What, Katya wondered, would the Xenophobes make of that? Nothing much, she decided, since concepts like “individual” and “personal” were wholly alien to them. She remembered again the Xenophobe’s touch, and shuddered.

But the human members of the audience accepted the declaration with profound emotion. For long seconds after Sinclair’s image had stopped speaking, there was silence… and then the square erupted in a thunderous ovation, in screams and cheers and roared approval. Scanning the crowd, Katya saw people on their knees in prayer, people in tears, people with their arms upraised and their eyes closed in a kind of ecstasy born of mass acclamation.

But others were in motion, surging
toward
the line of Centurian warstriders.

For one fragile moment, Katya thought that perhaps the Centurians were not going to fire, that the advancing crowd had caught them off-guard or that they could not bring themselves to fire on civilians. Then the Warlord’s twin particle cannons thundered, twin bolts of blue-white light lashing the charging mob. Screams rose above the mob thunder, and Katya felt the icy touch of horror.

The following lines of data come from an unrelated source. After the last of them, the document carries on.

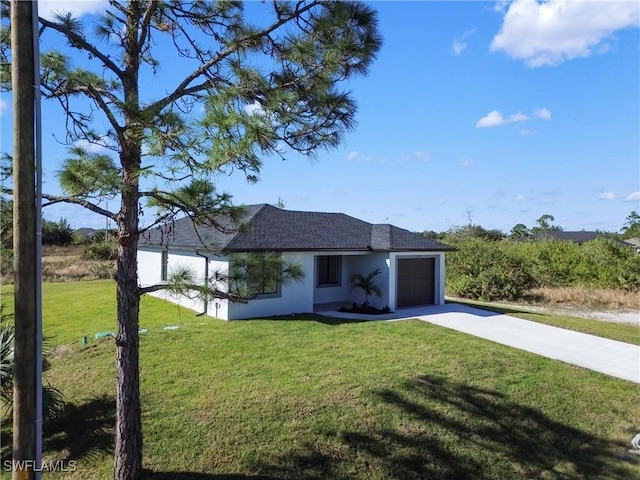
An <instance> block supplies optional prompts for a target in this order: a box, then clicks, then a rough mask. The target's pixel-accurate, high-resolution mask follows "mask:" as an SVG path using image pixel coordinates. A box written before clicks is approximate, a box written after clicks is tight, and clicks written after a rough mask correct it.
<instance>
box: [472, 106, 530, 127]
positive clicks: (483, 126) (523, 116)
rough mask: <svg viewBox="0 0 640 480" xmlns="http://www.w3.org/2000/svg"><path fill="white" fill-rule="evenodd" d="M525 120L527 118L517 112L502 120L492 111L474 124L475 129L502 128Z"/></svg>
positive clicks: (499, 112)
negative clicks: (516, 112)
mask: <svg viewBox="0 0 640 480" xmlns="http://www.w3.org/2000/svg"><path fill="white" fill-rule="evenodd" d="M526 120H529V117H527V116H526V115H524V114H522V113H519V112H518V113H514V114H513V115H511V116H510V117H508V118H504V117H503V116H502V114H501V113H500V112H499V111H498V110H493V111H492V112H489V113H488V114H487V115H486V116H484V117H482V118H481V119H480V120H478V122H477V123H476V127H478V128H489V127H503V126H505V125H509V124H511V123H518V122H524V121H526Z"/></svg>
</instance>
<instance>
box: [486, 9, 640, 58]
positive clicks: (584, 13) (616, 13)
mask: <svg viewBox="0 0 640 480" xmlns="http://www.w3.org/2000/svg"><path fill="white" fill-rule="evenodd" d="M504 6H505V5H504V3H502V4H501V8H502V10H501V11H503V12H505V10H504ZM497 10H499V11H500V9H497ZM638 26H640V4H639V3H638V2H637V1H600V2H596V1H574V0H548V1H545V2H542V3H539V2H538V1H537V0H514V1H513V2H512V3H510V4H509V7H508V9H506V13H505V14H504V22H503V24H502V28H501V29H500V32H499V33H498V34H497V35H496V36H495V37H494V38H493V41H492V42H491V47H490V49H491V51H494V52H495V51H504V52H506V54H507V55H509V56H510V57H511V58H515V59H520V60H524V61H525V63H526V65H527V66H529V67H534V68H535V67H541V66H543V65H559V64H561V63H563V62H566V61H568V60H571V59H573V58H581V57H588V56H590V55H591V54H592V53H594V52H599V53H601V52H606V51H607V50H608V49H609V45H608V44H607V43H606V41H607V40H608V39H610V38H611V37H612V36H613V34H614V32H615V31H617V30H621V29H624V28H628V27H638Z"/></svg>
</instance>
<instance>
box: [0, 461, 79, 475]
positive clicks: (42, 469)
mask: <svg viewBox="0 0 640 480" xmlns="http://www.w3.org/2000/svg"><path fill="white" fill-rule="evenodd" d="M77 468H78V467H77V465H76V461H75V460H49V461H47V460H43V461H42V462H40V465H38V464H37V463H36V461H35V460H5V461H3V462H2V470H4V471H5V472H21V471H22V472H59V473H64V472H75V471H76V470H77Z"/></svg>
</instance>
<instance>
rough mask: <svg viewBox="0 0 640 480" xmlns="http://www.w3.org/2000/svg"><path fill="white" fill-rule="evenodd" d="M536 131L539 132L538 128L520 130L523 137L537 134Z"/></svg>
mask: <svg viewBox="0 0 640 480" xmlns="http://www.w3.org/2000/svg"><path fill="white" fill-rule="evenodd" d="M536 133H538V131H537V130H530V129H525V130H520V135H521V136H522V137H527V136H529V135H535V134H536Z"/></svg>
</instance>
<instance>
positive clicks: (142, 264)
mask: <svg viewBox="0 0 640 480" xmlns="http://www.w3.org/2000/svg"><path fill="white" fill-rule="evenodd" d="M163 250H164V249H159V248H156V249H154V248H145V247H141V248H139V249H138V278H139V284H140V286H141V287H146V286H150V285H156V284H159V283H162V279H161V273H162V251H163ZM167 251H168V257H167V273H168V275H169V276H170V275H171V272H172V270H175V269H177V268H182V267H186V268H189V269H190V270H191V272H192V273H193V275H194V280H195V281H196V282H198V283H204V278H205V270H206V265H205V263H206V262H207V260H206V259H205V258H203V257H201V256H199V255H197V254H196V253H195V252H193V251H186V250H175V249H168V250H167ZM202 254H203V255H204V253H202ZM207 256H208V263H209V278H211V277H212V276H213V275H214V273H215V272H217V271H218V272H220V273H222V274H226V273H227V272H228V266H227V258H226V257H221V256H216V255H213V254H212V253H208V254H207ZM220 287H222V288H223V289H224V286H223V285H220ZM149 295H152V296H154V297H158V298H162V299H164V300H168V301H170V302H173V303H177V304H178V305H180V306H182V307H185V308H188V309H191V310H194V311H196V312H198V313H203V312H205V310H206V311H207V315H209V316H216V317H217V318H221V319H223V320H227V319H228V301H227V300H221V299H211V300H209V301H208V305H207V306H206V308H205V300H204V299H203V298H195V295H193V297H194V298H189V297H187V296H182V295H173V294H171V293H169V292H167V291H166V290H158V291H156V292H152V293H150V294H149ZM216 313H217V315H216Z"/></svg>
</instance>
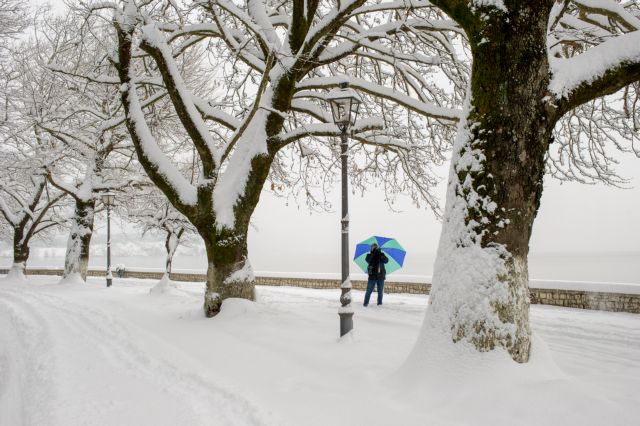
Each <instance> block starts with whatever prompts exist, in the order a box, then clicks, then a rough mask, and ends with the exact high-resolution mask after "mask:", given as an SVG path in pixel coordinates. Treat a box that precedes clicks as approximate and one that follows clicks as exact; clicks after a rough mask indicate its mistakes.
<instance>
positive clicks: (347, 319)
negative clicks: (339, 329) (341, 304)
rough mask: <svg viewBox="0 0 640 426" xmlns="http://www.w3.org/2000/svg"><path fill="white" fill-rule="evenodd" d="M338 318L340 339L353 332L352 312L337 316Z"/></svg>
mask: <svg viewBox="0 0 640 426" xmlns="http://www.w3.org/2000/svg"><path fill="white" fill-rule="evenodd" d="M338 315H339V316H340V337H342V336H344V335H345V334H347V333H348V332H350V331H351V330H353V312H350V313H346V312H345V313H343V312H340V313H339V314H338Z"/></svg>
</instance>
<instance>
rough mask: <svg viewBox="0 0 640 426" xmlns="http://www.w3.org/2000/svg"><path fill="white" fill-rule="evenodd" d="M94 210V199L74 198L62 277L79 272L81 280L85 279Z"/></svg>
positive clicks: (87, 261) (92, 228) (86, 269)
mask: <svg viewBox="0 0 640 426" xmlns="http://www.w3.org/2000/svg"><path fill="white" fill-rule="evenodd" d="M94 210H95V201H93V200H90V201H81V200H78V199H76V207H75V215H74V217H73V223H72V225H71V230H70V232H69V239H68V240H67V252H66V255H65V259H64V272H63V274H62V277H63V279H64V278H67V277H69V276H71V275H73V274H79V275H80V277H82V280H83V281H86V280H87V269H88V266H89V246H90V244H91V236H92V234H93V216H94Z"/></svg>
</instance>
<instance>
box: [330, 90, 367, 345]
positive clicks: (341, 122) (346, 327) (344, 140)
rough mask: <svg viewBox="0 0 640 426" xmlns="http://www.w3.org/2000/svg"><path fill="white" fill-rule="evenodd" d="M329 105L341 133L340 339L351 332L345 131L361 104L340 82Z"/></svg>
mask: <svg viewBox="0 0 640 426" xmlns="http://www.w3.org/2000/svg"><path fill="white" fill-rule="evenodd" d="M327 99H328V100H329V103H330V104H331V114H332V115H333V122H334V123H335V124H336V125H337V126H338V128H339V129H340V131H341V135H340V139H341V143H340V160H341V161H340V162H341V167H342V168H341V172H342V177H341V180H342V219H341V221H340V222H341V227H340V229H341V235H342V238H341V242H342V253H341V261H342V262H341V272H342V274H341V275H342V284H341V285H340V289H341V294H340V304H341V306H340V308H339V309H338V315H339V316H340V337H342V336H344V335H345V334H347V333H348V332H350V331H351V330H352V329H353V308H352V307H351V280H350V279H349V181H348V173H347V160H348V158H349V139H348V135H347V131H348V130H349V128H350V127H351V126H353V125H354V124H355V121H356V117H357V116H358V109H359V107H360V103H361V102H362V101H361V99H360V96H358V94H357V93H356V92H355V91H354V90H353V89H350V88H349V83H347V82H343V83H341V84H340V88H339V89H336V90H332V91H331V92H329V95H328V96H327Z"/></svg>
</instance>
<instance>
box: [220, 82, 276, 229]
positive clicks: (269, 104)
mask: <svg viewBox="0 0 640 426" xmlns="http://www.w3.org/2000/svg"><path fill="white" fill-rule="evenodd" d="M263 99H264V102H265V104H266V105H271V89H267V92H265V94H264V95H263ZM268 114H269V112H268V111H267V110H265V109H263V108H259V109H258V110H257V111H256V113H255V114H254V116H253V117H252V119H251V122H250V123H249V125H248V126H247V128H246V129H244V132H243V133H242V135H241V136H240V138H239V139H238V141H237V142H236V144H235V147H234V151H233V154H232V155H231V158H230V159H229V162H228V163H227V165H226V169H225V171H224V173H223V174H222V176H221V177H220V178H219V179H218V184H217V185H216V188H215V189H214V192H213V199H214V203H213V209H214V211H215V213H216V226H217V227H218V229H222V228H225V227H227V228H233V227H234V226H235V213H234V211H233V208H234V207H235V205H236V203H237V202H238V199H239V198H240V196H242V195H243V194H244V193H245V188H246V186H247V181H248V180H249V174H250V173H251V169H252V164H251V162H252V160H253V159H254V158H255V157H257V156H259V155H265V154H267V153H268V151H267V132H266V125H267V116H268Z"/></svg>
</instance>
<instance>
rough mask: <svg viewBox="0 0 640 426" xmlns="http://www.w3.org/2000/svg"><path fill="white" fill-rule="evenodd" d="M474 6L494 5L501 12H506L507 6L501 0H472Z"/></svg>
mask: <svg viewBox="0 0 640 426" xmlns="http://www.w3.org/2000/svg"><path fill="white" fill-rule="evenodd" d="M473 6H475V7H495V8H496V9H498V10H501V11H502V12H505V13H506V12H508V10H507V7H506V6H505V5H504V2H503V1H502V0H473Z"/></svg>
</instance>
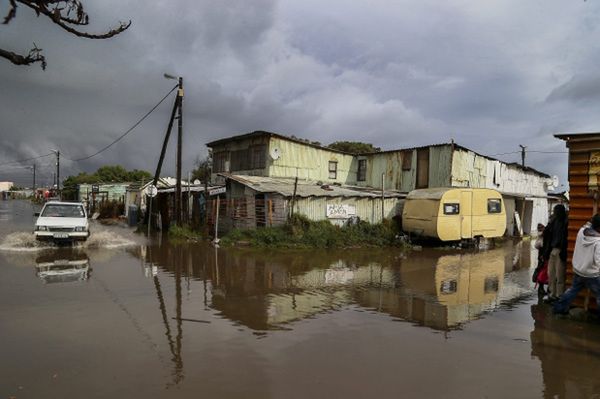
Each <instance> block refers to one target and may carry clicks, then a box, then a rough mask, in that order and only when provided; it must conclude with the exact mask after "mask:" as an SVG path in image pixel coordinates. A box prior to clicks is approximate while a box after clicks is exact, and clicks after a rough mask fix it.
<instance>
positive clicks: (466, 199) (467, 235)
mask: <svg viewBox="0 0 600 399" xmlns="http://www.w3.org/2000/svg"><path fill="white" fill-rule="evenodd" d="M472 217H473V191H461V192H460V236H461V238H472V237H473V225H472Z"/></svg>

“Aim for their weapons!” she ordered. “Watch for the civilians!”

“Targeting!” Hagan yelled. His Scoutstrider’s laser fired an instant later, striking the Warlord’s left arm close to the shoulder joint.

Katya fired an instant later, wondering how many unarmed civilians would die in the ricochets of explosive rounds and the sweep of laser beams that would surely follow.

One of the Centurian Scoutstriders was trembling, then rocking back and forth as the crowd surged about its legs, pushing first one way, then the other. Its torso lashed about, its laser firing, scoring bloody, smoking paths through the sea of humanity before it, but then the mob hit it from the left like ocean breakers crashing against the shore, and the twenty-ton, three-and-a-half-meter-tall warstrider toppled over with flailing arms and a grinding crash.

Katya could hear the screams of the wounded over the roar of the crowd, but louder and louder came a thundering chant, a thousand voices or more picking up the theme and magnifying it: ‘
Ta
nis!
Ta
nis!
Ta
nis!” She caught a glimpse of the Scoutstrider’s operator as he was hauled from his slot, but only a glimpse. He vanished beneath the crowd an instant later.

With infinite care she moved forward, fearful of treading on the densely packed, screaming, banner-waving mass of humanity before her. Both of the Warlord’s particle cannons were smoking now, disabled by near-point-blank bursts of laser fire from the rebel striders. The other striders seemed hesitant to open fire, but a thick fog hung in the air… gas of some kind.
God, we’ve got to win this quick,
she thought.

Some Hegemony troops opened fire on the crowd and died. Some turned over their weapons without a fight and most lived. Some actually joined the crowd’s roaring charge.